The chief ones among the eternal bodhisattvas were Avalokitesvara, a personification of compassion, and Manjusri, a personification of wisdom. And among the eternal Buddhas were Aksobhya (the Imperturbable), Amitabha (Eternal Light) and Amitayus (Eternal life).



Footnotes:

[1] This is a Sanskrit term meaning “blown out,” referring to the extinction of all worldly desires, or salvation. Though the term originated in Vedantic writings (Bhagavad-Gita and the Vedas), it is most often associated with Buddhism. In Hinayana Buddhism the term is equated with extinction, while in Mahayana Buddhism it is a state of bliss (Dictionary of Philosophy and Religion, p. 393).

[2] The theological centerpiece of the epic is the Bhagavad Gita (Dictionary of World Religions, p. 448).

[3] Theravada Buddhism, Doctrine of the Elders, is essentially a discipline, which an individual practices in order to achieve salvation for himself by himself. Only monks who have the stamina and will power to live the strenuous religious life can reach this goal, and one who achieves it is called an arhant. There are two types of Nirvana, one with residue and one without. The first is achieved by the arhant here and now, the five aggregates (skandhas: which comprise all individuals; matter, sensation, perception, predisposition and consciousness) are still present, although the cravings that lead to continued rebirth are extinguished. Nirvana without residue refers to the state of the arhant after death about which the Buddha remains silent. There can only be one Buddha in an eon and enlightenment is reserved for an elite few. This aspect of Buddhism is called Hinayana, or Lesser Vehicle.

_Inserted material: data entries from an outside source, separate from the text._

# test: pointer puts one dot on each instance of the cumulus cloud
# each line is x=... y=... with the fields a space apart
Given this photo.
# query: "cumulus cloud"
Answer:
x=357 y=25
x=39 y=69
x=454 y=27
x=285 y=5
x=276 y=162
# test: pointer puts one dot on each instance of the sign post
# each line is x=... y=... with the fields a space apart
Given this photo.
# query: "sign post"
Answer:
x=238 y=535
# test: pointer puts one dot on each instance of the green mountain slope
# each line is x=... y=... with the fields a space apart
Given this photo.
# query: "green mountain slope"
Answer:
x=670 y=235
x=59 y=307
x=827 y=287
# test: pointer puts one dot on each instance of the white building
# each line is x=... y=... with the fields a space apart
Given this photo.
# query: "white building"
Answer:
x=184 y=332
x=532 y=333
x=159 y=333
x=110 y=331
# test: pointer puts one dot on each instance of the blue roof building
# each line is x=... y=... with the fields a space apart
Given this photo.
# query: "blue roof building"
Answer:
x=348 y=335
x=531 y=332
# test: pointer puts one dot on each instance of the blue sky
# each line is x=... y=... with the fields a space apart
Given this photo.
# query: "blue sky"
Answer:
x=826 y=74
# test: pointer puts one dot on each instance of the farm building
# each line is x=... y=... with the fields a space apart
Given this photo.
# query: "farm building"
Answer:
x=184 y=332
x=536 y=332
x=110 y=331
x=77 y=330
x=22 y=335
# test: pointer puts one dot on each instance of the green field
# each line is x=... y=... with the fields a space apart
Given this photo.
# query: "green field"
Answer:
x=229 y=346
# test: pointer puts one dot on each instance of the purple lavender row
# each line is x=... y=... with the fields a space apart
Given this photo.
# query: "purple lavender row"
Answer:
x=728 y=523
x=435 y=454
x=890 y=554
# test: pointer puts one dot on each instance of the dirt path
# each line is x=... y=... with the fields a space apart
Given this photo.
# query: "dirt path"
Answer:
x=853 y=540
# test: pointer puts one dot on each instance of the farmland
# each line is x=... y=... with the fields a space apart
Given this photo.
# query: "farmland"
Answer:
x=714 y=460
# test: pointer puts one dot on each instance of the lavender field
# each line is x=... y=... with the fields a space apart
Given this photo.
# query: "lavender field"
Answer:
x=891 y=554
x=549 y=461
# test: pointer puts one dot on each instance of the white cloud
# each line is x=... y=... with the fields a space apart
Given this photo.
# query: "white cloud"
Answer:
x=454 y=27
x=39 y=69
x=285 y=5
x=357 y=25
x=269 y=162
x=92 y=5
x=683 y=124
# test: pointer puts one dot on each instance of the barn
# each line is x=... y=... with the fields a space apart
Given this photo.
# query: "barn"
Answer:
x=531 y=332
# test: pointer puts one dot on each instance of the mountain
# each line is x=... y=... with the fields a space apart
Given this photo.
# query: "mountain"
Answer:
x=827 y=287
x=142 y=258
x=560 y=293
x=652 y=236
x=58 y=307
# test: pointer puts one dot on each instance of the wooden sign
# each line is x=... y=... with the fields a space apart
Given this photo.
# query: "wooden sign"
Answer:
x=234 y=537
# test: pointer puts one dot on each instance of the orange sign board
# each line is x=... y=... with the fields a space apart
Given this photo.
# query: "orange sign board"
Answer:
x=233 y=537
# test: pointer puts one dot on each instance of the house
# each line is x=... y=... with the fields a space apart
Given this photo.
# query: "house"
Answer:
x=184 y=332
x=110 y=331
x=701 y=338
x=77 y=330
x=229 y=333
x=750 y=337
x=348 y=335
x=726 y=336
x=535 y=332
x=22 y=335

With the passage of time after the Buddha’s death, Theravada monks were criticized as being too narrow and individualistic in their teachings. Dissensions arose and Buddhism evolved. A new form, Mahayana, or Great Vehicle, came to dominate. (Dictionary of World Religions, pp. 126-127) 

[4] Dictionary of World Religions, p. 129.

[5] Originally this term referred to former Buddhas while they were still in their quest for enlightenment. In Mahayana the bodhisattva postpones his final complete enlightenment and attainment of nirvana in order to aid all other beings in their quest for enlightenment. (Dictionary of World Religions, p. 112).